Identify what you want to get rid of. If you can, at the start of your junk-removal process, put everything in one area, Cohen says. If moving everything to one area isn’t practical, she suggests labeling the items so you know what will eventually be going to charity or what you plan to sell and so on.
Set a timer. This doesn’t have to be an all-day affair. If you want to work in small doses, Cohen suggests setting a timer or planning to fill up a certain number of boxes, echoing Anderson’s advice about setting goals and guidelines. It’ll keep you from getting overwhelmed, Cohen says.
Know who will be getting your junk. That is, if you’re going to start writing your junk-removal story, try to have your happy ending already planned. In other words, where is all this stuff going to go, if not to another part of your home? You have several possible exit doors to consider, according to Cohen.
Hire a professional junk remover. There are plenty of them out there, like 1-800-Got-Junk and Junk King.
“For a fee, they will come and take the stuff away,” Cohen says. “That’s the quickest way to do it, but it’s not cheap.”
Have a garage sale. But Cohen recommends you think long and hard about that before committing.
“A garage sale takes a lot of effort, and the payoff isn’t always worth it,” she says. “Shoppers come looking for a bargain, and you won’t make that much money, and most likely you’ll end up either bringing it back into the house or donating it.”
Speaking of which …
Donate it. Cohen says this is usually the best strategy.
“Salvation Army and Goodwill may even pick up the stuff if you also have furniture included,” she says. “You receive a tax write-off, and while it’s not the equivalent of what you spent on those items, you’re not going to make the money back from selling it at a yard sale.”

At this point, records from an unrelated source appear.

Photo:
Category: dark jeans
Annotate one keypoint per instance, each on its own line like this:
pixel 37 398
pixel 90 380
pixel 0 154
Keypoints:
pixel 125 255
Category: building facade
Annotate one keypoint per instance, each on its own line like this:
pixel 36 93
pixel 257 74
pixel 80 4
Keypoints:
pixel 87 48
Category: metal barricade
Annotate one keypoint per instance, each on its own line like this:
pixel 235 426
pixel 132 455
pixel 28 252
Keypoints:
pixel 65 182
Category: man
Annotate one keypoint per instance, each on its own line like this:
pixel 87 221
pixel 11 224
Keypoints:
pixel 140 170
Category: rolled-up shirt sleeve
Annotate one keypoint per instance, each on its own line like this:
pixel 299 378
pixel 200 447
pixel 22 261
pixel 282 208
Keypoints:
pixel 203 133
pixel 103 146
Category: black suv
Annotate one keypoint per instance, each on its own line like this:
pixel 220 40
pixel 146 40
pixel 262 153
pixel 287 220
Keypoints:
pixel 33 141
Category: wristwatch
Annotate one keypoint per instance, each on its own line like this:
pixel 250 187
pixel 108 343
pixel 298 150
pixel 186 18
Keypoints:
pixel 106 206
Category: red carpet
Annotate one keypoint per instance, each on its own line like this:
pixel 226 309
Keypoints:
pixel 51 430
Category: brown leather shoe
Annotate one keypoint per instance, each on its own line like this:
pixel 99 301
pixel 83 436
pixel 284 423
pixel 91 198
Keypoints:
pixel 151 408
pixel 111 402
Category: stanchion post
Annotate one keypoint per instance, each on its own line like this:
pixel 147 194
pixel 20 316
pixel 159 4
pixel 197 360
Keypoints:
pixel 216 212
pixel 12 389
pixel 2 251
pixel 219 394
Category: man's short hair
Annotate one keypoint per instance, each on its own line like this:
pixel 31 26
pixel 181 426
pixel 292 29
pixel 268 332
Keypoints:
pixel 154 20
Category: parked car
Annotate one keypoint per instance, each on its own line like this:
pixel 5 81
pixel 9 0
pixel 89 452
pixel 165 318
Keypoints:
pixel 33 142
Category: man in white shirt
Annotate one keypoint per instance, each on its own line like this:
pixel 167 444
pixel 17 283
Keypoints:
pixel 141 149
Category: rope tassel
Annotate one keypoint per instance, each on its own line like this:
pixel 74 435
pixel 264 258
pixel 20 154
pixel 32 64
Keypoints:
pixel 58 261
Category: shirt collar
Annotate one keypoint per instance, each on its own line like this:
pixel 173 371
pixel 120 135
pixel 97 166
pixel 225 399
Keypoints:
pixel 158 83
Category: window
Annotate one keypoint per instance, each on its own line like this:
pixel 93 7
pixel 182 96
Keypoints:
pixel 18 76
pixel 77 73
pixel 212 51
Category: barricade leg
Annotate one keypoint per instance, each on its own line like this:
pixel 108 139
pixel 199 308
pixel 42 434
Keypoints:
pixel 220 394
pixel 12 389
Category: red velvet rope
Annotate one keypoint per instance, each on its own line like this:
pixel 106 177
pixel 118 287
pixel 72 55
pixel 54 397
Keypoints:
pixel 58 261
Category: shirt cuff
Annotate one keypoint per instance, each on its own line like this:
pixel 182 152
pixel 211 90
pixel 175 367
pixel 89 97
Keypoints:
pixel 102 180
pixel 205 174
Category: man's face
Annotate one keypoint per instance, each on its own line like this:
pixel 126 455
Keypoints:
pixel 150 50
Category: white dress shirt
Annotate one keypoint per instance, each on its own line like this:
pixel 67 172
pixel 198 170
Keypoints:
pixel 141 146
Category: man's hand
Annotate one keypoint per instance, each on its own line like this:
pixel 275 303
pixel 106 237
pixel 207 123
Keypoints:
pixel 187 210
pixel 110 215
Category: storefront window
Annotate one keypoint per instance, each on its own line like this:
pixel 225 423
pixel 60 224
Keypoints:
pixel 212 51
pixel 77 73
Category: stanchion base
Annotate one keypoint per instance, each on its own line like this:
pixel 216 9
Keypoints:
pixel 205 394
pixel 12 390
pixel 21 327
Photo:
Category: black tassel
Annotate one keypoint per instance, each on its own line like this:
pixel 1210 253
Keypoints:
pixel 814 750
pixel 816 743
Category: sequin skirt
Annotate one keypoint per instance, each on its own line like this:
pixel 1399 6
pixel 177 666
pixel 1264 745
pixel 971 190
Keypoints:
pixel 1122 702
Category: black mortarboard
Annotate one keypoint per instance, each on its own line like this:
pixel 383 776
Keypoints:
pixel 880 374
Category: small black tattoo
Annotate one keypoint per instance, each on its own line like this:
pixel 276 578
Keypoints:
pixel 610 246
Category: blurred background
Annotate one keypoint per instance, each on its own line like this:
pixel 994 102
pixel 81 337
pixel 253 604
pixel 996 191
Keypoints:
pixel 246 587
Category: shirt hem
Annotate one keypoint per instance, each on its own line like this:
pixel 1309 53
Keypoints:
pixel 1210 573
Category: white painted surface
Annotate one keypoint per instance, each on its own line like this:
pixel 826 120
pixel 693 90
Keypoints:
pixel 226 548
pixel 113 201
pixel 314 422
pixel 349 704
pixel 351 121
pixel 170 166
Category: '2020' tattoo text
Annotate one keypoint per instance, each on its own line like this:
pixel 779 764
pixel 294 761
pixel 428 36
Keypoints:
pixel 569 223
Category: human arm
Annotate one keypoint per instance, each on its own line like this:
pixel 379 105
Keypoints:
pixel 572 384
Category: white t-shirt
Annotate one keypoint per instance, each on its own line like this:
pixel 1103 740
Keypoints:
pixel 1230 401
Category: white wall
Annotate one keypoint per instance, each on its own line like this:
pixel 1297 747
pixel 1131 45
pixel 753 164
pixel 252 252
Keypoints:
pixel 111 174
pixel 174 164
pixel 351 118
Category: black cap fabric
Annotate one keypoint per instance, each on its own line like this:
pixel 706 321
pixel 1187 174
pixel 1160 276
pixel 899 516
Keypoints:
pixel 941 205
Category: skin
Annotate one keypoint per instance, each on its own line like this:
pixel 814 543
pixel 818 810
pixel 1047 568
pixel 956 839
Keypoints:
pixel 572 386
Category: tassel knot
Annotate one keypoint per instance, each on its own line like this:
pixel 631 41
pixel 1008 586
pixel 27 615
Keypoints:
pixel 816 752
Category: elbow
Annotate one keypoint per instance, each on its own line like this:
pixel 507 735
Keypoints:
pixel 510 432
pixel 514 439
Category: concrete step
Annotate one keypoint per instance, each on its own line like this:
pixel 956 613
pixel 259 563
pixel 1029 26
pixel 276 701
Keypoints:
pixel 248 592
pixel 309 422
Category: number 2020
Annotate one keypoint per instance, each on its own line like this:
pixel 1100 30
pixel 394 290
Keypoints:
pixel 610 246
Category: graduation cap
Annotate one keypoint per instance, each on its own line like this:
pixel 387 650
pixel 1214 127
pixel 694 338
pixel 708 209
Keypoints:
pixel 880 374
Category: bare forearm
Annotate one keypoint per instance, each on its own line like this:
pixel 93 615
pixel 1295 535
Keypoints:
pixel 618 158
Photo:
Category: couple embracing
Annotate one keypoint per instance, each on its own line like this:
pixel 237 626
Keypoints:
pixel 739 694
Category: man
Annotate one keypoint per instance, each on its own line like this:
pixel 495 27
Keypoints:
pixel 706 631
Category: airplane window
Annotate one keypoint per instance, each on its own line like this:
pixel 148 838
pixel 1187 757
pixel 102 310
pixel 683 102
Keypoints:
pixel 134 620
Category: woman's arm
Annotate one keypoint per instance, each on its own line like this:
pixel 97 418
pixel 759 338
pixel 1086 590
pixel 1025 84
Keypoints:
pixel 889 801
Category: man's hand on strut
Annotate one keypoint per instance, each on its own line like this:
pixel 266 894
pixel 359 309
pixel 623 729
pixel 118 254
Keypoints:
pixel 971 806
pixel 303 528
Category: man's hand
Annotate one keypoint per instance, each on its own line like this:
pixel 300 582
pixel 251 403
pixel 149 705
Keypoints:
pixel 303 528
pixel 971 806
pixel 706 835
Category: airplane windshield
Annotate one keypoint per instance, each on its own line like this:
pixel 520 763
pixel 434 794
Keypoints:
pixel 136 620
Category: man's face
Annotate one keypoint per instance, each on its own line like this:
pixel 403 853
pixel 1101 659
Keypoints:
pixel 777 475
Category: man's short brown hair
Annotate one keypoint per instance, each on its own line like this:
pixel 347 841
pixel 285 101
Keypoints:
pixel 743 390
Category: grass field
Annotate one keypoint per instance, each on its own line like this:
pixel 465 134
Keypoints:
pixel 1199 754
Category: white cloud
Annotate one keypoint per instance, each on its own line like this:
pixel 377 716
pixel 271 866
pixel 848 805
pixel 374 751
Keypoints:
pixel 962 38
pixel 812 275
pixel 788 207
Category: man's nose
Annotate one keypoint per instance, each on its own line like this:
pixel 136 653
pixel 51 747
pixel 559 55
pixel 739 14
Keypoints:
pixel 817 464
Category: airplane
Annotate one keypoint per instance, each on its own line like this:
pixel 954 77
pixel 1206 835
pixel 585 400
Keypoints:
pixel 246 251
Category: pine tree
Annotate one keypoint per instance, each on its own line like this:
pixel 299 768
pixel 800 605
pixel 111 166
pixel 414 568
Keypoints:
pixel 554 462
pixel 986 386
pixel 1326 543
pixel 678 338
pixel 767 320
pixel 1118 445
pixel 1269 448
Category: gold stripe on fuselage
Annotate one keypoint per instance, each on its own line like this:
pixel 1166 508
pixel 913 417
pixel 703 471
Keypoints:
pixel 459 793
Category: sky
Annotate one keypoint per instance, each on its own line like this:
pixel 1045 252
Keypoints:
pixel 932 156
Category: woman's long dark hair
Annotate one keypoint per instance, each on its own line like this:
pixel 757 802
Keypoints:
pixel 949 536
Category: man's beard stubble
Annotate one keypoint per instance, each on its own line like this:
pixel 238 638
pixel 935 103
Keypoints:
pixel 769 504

She also recommends donating your items to a local church or charity. “You will feel good, knowing your stuff went to help others,” Cohen says, adding that, sure, you could sell your junk in a yard sale or on Craigslist, but she’s guessing most folks “would rather have the free time than the extra few dollars.”
Have the right mindset. You really do need to be in the right place in your thinking if you’re going to be ambitious about removing junk from your home, says Drew Johnson, who used to have a junk business in the early 2000s but now upcycles old electronics and turns them into wearable art like neckties and jewelry at a website called TechWears.com.
“Junk is very easy to get rid of. It’s making the decision to let go that’s the hard part,” Johnson says. “Residual, lingering value is often projected onto items that we collect, even though its usefulness has long passed. People are often tempted to cling to items, thinking they’ll have the time to clean it up and sell it for close to what they paid for it. This rarely works out.”
You could always do what a lot of experts propose: Before getting rid of an item, take a photo of what you’re admiring but ultimately know needs to go. However you approach things, if you want to be successful at getting rid of a lot or most of your junk, you have to be a little ruthless and shove sentimentality and emotion to the side.